The form of ISA being proposed for EU legislation is an over-rideable "advisory" system that warns the driver they are about to break a speed limit, through a ‘haptic’ vibration of their accelerator pedal, and controls the vehicle to under the limit unless the driver over-rides the ISA by pressing down the accelerator. For further understanding see this infographic from European transport charity ETSC.
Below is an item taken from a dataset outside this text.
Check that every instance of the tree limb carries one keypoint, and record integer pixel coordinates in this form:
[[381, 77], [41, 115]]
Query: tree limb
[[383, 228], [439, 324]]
Speed Limit Information (SLI)
There are proposals that argue a system called SLI (Speed Limit Information) is an ‘effective alternative’ that should be adopted instead of ISA. This is untrue according to the academics who have researched ISA. SLI is a far less effective system that warns drivers of their speed via a visual or audio message, and does not electronically act to keep a vehicle under a speed limit. TRL has shared evidence to the European Parliament that adopting SLI, rather than ISA, would result in 1,300 more deaths every year on roads.